Le Désespéré/34

La bibliothèque libre.
A. Soirat (p. 155-160).


XXXIV


Maintenant, il se retournait décidément vers l’histoire. Elle avait été sa plus grande ambition et son plus fervent amour intellectuel. Depuis son enfance, il avait cette impression d’être beaucoup plus le contemporain des Croisades ou de l’Exode que de la racaille démocratique. Son admirable étude mérovingienne attestait suffisamment l’anachronisme de sa pensée. Mais il n’avait aucun désir de recommencer ce genre d’effort. Une monographie d’homme ou même de peuple, quelque dilatée qu’il l’imaginât, ne lui suffisait plus. Il refusait de se cantonner à nouveau dans un coin de siècle. Il voulait, désormais, envelopper d’une seule étreinte, l’histoire du monde.

Ainsi qu’il l’avait confié à son ami, il rêvait d’être le Champollion des événements historiques envisagés comme les hiéroglyphes divins d’une révélation par les symboles, corroborative de l’autre Révélation. C’eût été toute une science nouvelle, singulièrement audacieuse, et que le génie seul pouvait sauver du ridicule. Le pauvre Leverdier en avait tremblé dans sa peau dès la première ouverture, puis les volutations oratoires de son prophète l’avaient insensiblement enroulé à cette conception qu’il avait fini par juger sublime. Il est, du moins, incontestable que certaines inductions dont cet éblouissant démonstrateur étançonnait son système, le faisaient paraître tout à fait probable.

Il en avait pris l’idée première dans ces études exégétiques qui furent, par une singularité peut-être inouïe, le point de départ de sa vie intellectuelle, aussitôt après sa conversion. Appuyé sur l’affirmation souveraine de saint Paul : que nous voyons tout « en énigmes », cet esprit absolu avait fermement conclu du symbolisme de l’Écriture au symbolisme universel, et il était arrivé à se persuader que tous les actes humains, de quelque nature qu’ils soient, concourent à la syntaxe infinie d’un livre insoupçonné et plein de mystères, qu’on pourrait nommer les Paralipomènes de l’Évangile. De ce point de vue — fort différent de celui de Bossuet, par exemple, qui pensait, au mépris de saint Paul, que tout est éclairci, — l’histoire universelle lui apparaissait comme un texte homogène, extrêmement lié, vertébré, ossaturé, dialectiqué, mais parfaitement enveloppé, et qu’il s’agissait de transcrire en une grammaire d’un possible accès.

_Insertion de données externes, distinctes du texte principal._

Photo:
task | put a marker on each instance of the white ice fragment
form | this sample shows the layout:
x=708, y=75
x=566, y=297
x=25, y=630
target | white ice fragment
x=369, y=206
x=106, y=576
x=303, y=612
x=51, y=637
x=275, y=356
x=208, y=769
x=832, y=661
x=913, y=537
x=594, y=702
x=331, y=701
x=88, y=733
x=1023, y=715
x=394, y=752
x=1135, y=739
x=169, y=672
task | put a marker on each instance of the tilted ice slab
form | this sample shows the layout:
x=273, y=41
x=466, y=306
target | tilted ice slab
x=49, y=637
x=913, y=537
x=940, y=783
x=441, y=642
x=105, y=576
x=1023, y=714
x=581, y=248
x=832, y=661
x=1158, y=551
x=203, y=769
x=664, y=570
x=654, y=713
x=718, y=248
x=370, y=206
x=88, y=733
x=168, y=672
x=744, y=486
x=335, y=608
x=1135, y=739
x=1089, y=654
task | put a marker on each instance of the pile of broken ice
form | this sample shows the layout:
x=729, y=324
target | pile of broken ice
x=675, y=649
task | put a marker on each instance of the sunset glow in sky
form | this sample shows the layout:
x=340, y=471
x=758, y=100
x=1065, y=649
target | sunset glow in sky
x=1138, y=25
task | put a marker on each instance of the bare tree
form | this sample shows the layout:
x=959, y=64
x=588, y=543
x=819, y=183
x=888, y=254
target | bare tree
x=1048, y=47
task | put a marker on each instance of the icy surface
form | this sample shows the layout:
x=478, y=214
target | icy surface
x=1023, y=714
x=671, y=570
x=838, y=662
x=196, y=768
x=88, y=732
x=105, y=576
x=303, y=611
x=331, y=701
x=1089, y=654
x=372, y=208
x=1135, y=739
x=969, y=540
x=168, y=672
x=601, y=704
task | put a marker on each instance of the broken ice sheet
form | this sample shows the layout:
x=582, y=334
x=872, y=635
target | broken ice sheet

Il en avait conçu l’espérance et ne vivait plus que pour ce projet, devenu le centre d’innervation de ses pensées. Peu lui importait qu’on le jugeât extravagant ou ridicule. Depuis longtemps, il avait pris son parti de ne jamais plaire et ne s’embarrassait guère de l’hostilité même, dont les effets immédiats ne peuvent jamais atteindre, après tout, bien facilement, un homme que sa plume, sa langue et ses muscles rendent également redoutable.

Ah ! sans doute, les ennemis assez nombreux qu’il s’était attirés déjà dans la presse, avaient la ressource ordinaire de lui fermer généreusement tous les débouchés et, par conséquent, de priver d’argent un écrivain pauvre que son talent aurait dû nourrir. C’était là le danger médiat et nullement méprisable. Mais, que faire ? Il se sentait traîner par les cheveux dans sa douloureuse voie et, ne le voulût-il pas, il lui fallait courir son destin. Proférer, s’il était possible, une grande parole, et mourir ensuite sous les soufflets et les crachats de l’univers ! — À la grâce de Dieu ! disait-il souvent. C’est le mot de beaucoup de téméraires, mais, dans sa bouche, il avait une signification très haute et quasi sainte.

Retiré dans sa chambre de la Chartreuse, il raidissait ses deux bras contre sa propre douleur, ancienne ou récente, pour écarter l’importunité d’une sollicitude étrangère au travail de parturition de son esprit.

— Le Symbolisme de l’histoire ! pensait-il, vérité certaine, mille fois évidente à mes yeux, mais combien difficile à démontrer acceptable ! S’il s’agissait d’expliquer, pièce à pièce, le symbolisme du corps humain ou le symbolisme végétal, cette besogne, souvent entreprise déjà par des mystiques ou des philosophes, n’étonnerait pas trop encore. Il y aurait des chances pour faire rouler quelques idées sur ce rail connu, à condition, toutefois, qu’elles ne parussent pas trop originalement défrayées. Mais, ici, je vais me cogner, tout de suite, au front de taureau d’une Liberté ombrageuse, impénétrable, totalement incomprise de la multitude qui l’adore et mal définie des docteurs chrétiens qu’elle épouvante. Je suis en partance, comme Colomb, pour l’exploration de la Mer ténébreuse, avec la certitude de l’existence d’un monde à découvrir et la crainte de révolter, à moitié chemin, cinquante passions imbéciles. L’histoire fragmentaire, telle que je la vois partout, est un miroir pour l’orgueil stupide de cette liberté qui se félicite sans relâche d’avoir fait ce qu’elle a voulu, — jamais autre chose, — et la synthèse absolue, dont j’ai le dessein, confisque, du premier coup, cet objet de toilette, pour contraindre la vieille jouisseuse à se contempler dans le très humble ruisseau d’égout qui est sa patrie. Certes, je me passerais bien d’applaudissements et je n’en ai jamais cherché, mais encore faut-il que je sois intelligible, que je ne terrifie pas tous les éditeurs sans exception, que je sois débitable au moins autant qu’un amer nouvellement importé, sur le zinc en cœur de chêne de leurs comptoirs. La métaphysique religieuse n’est plus admissible, aujourd’hui, qu’à la condition d’être apéritive et de précéder un régal d’ordures. « Vous écrivez pour des hommes et non pas pour des esprits angéliques, » me disait ce père. Dois-je essayer de me remplir de la prose de cet avis ? Hélas ! j’y gagnerais peut-être un morceau de pain !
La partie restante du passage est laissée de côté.